Here’s some disturbing news for those of you who think you’re basing your investment strategy on history: The U.S. stock market must fall 43% in order to be in line with the longest-possible trend in its history.
This trend to which I refer traces the U.S. stock market back to 1793. The data, adjusted for both dividends and inflation, are plotted in the chart below. The source is Edward McQuarrie, a professor emeritus at the Leavey School of Business at Santa Clara [Calif.] University who has spent years reconstructing U.S. stock market history.
The chart also shows the exponential trendline, which is the line that most closely fits the data on a logarithmic scale. (Such a scale is one in which the same vertical distance always represents the same percentage change.) As you can see, there have been a number of times over the past 227 years in which the stock market was well below trend — each of which represented highly opportune occasions in which to establish long-term equity positions.
Now is definitely not one of those times. In fact, as the chart shows, there have been only two other occasions when the U.S. stock market was as far above trend as it is now: the late 1960s/early 1970s and at the top of the internet bubble. We all know what happened after those two periods. The internet bubble burst, taking stocks with it, and the stock market from the bear-market of 1973-74 went nowhere on a dividend-adjusted and inflation-adjusted basis through 1985.
Respect the history
Is something equally traumatic guaranteed to be in our immediate future?
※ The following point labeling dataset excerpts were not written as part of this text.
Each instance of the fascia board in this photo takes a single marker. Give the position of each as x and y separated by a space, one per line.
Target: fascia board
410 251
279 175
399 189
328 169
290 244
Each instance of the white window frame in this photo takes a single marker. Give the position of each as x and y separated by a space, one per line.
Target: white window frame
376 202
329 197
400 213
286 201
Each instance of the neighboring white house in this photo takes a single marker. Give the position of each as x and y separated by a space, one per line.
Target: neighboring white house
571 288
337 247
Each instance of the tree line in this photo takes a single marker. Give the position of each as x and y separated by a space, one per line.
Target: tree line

Of course not. Nothing in the stock market is assured. But keep this long-term perspective in mind the next time your hear market analysis based on the “long term.” Chances are the focus is a lot shorter than 227 years, which in turn means that there is a distinct possibility that — either wittingly or unwittingly — the data involved will support a pre-determined conclusion.
To illustrate these cherry-picking possibilities, consider the contrasting conclusions you can reach depending on the length of the trendline you draw:
You could draw your trendline to extend back to the early 1920s. Relative to it, the current stock market is 9% below trend. Or you could decide to draw the trendline back to 1965. If you did that, you’d discover that the stock market would have to fall 37% in order to return to the trend.
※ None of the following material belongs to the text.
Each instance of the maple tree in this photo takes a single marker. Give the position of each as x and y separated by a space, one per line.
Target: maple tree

To add to the complexities, you also could draw a trendline without adjusting for dividends or inflation. You could focus on different stock market benchmarks that reflect narrower swaths of the market than does McQuarrie’s database.
Nevertheless, you should know that many of these alternate ways of drawing trendlines also lead to conclusions that are just as bearish, if not more so, as focusing on the trend back to 1793. For example, Jill Mislinski of Advisor Perspectives recently calculated the S&P 500’s
trend back to 1871 on an inflation-adjusted basis but not including dividends. “If the current S&P 500 were sitting squarely on the regression, it would be at the 1451 level” at the end of September — or 57% lower than it actually closed at the end of that month.
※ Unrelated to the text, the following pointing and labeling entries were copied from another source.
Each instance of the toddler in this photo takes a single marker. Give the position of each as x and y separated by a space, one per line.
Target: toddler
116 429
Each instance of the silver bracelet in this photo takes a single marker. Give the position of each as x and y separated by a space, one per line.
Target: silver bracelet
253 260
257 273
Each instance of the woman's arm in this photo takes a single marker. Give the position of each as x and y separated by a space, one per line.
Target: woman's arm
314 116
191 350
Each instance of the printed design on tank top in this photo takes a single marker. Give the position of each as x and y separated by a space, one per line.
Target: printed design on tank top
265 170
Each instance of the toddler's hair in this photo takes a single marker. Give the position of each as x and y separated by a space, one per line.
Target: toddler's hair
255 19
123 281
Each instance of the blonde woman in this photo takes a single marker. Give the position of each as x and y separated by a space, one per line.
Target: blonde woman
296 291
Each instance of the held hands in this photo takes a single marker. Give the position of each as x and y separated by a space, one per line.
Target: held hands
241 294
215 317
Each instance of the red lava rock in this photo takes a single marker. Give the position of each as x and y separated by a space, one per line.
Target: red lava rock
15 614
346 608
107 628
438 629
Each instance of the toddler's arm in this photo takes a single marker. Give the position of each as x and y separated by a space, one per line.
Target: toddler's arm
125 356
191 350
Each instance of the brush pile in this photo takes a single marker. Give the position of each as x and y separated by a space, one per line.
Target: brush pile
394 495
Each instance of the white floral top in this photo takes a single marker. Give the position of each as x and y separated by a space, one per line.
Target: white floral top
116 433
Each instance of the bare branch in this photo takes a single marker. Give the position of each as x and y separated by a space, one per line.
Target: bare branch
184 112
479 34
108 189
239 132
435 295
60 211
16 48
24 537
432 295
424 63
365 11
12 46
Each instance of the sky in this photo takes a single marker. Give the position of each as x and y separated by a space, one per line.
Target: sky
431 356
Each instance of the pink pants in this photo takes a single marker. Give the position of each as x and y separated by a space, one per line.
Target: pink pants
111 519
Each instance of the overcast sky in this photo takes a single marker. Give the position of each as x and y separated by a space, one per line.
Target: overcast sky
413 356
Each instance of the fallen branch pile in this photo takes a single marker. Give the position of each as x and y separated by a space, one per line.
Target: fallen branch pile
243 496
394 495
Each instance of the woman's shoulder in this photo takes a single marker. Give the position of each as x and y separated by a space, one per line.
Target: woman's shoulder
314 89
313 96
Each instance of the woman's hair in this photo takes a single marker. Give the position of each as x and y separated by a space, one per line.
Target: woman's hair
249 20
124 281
What about the Nasdaq Composite
? That index was created in 1971, so less data are available for it. But it’s more than 30% higher than a trendline drawn back to then.
These myriad possibilities can be confusing. But they serve to remind us that there are many judgment calls to be made when reading the historical tea leaves. So when you hear a conclusion about stocks over the long-term based on anything less than the full 227-year timeline of the U.S. stock market, ask what the result would be if that entire history was counted.